今年で結成10年を迎えたa flood of circle。いろいろな枠を飛び越えてライブを繰り広げてきた彼らにとって、ひとつの節目となるベスト盤映像作品『THE BLUE MOVIE -青く塗れ!- 2016.06.04 Live at 新木場STUDIO COAST』が9月7日にリリースされた。10年を迎えたいま、何を思い、そしてどんな未来図を描いているのか、フロントマンの佐々木 亮介に話を聞いた。

―10周年イヤーの今年、2月にベスト盤『THE BLUE』をリリースされました。さらに、9月に映像のベスト盤『THE BLUE MOVIE -青く塗れ!- 2016.06.04 Live at 新木場STUDIO COAST』もリリースされましたが、当初から予定されていたんですか?

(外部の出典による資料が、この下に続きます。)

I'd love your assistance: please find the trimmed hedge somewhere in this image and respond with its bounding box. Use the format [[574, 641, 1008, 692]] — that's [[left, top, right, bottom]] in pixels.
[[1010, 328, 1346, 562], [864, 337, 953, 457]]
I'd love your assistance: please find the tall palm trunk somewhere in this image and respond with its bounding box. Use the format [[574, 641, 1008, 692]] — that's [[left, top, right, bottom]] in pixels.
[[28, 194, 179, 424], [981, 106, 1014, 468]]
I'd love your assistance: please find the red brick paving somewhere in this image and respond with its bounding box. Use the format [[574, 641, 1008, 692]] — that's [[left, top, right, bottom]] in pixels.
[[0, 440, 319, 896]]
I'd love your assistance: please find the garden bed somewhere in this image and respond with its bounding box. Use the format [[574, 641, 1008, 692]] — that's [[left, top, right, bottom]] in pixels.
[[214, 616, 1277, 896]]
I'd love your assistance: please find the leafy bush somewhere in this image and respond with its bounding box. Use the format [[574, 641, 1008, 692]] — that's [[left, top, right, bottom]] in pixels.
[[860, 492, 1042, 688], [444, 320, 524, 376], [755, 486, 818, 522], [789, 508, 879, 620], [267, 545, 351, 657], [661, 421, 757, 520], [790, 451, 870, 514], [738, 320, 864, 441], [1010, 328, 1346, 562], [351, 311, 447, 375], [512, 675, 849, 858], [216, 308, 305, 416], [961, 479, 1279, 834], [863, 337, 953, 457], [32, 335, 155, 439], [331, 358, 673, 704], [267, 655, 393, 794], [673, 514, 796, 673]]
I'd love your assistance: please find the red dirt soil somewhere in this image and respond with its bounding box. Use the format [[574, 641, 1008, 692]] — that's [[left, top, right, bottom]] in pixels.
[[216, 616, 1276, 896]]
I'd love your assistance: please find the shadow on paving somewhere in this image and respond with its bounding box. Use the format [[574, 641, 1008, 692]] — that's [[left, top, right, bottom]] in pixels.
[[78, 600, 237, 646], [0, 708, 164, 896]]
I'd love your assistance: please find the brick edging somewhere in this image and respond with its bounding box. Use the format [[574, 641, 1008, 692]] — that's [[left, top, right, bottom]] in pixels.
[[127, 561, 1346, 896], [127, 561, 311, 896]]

佐々木(Vo/Gt): 10年はひとつの節目でもあるので、2月にベスト盤『THE BLUE』をリリースすることは早い段階で決めていました。この10年の間にメンバーチェンジが多かったのもあって、2年ぐらいゆっくりワンマンツアーが出来ていなかったんです。ベスト盤のリリースを機に腰を据えてワンマンツアーをしようと決めてツアーを周り、最後の新木場STUDIO COASTでのライブがすごく良かったので、その作品をDVDとBlu-rayでリリースすることにしました。

―その新木場STUDIO COASTのライブの「ココが良かった!」というところを教えてください

佐々木: セットリストもベスト盤っぽいので、みんなに観てもらうならこのライブだというのはありました。また、新木場STUDIO COASTで普段カメラを入れたことのない場所にもレールを敷いて撮影したので、映像的にも迫力があるものに仕上がっています。

―確かに、臨場感のある作品になっています

佐々木: 東京では映画館で上映されたんですよ。それを観て改めて思ったんですが、曲にストーリーがあるなと。曲ごとにその時のメンバーを思い出して、歌詞がストーリーっぽく聴こえてきて新鮮でした。ただのライブ映像作品ではなく、a flood of circleのライフストーリーのようで、ドラマが詰まっています。

―バンドの10年のストーリーが凝縮された作品になっているんですね

佐々木: そうですね。a flood of circleは、ロックンロールやブルースなど古いキーワードにこだわって活動してきました。今回のライブ映像を観て、ロックンロールやブルースが好きな人だけのためにではなく、もっと遠くへ飛ばしていることを確認できたので自信にもなりましたね。

―佐々木さんにとってこの10年は長く感じました?

佐々木: 先輩がたくさんいるので、まだまだこれからだと思っています。現状に満足したくないと思って、ロンドンへ行ったり、10thアニバーサリーパックに新曲も入れました。しかも、ロンドンにあるメトロポリス・スタジオというすごいスタジオで録ったんです。新しいチャレンジが新曲として入っているので、その曲もぜひ聴いてほしいですね。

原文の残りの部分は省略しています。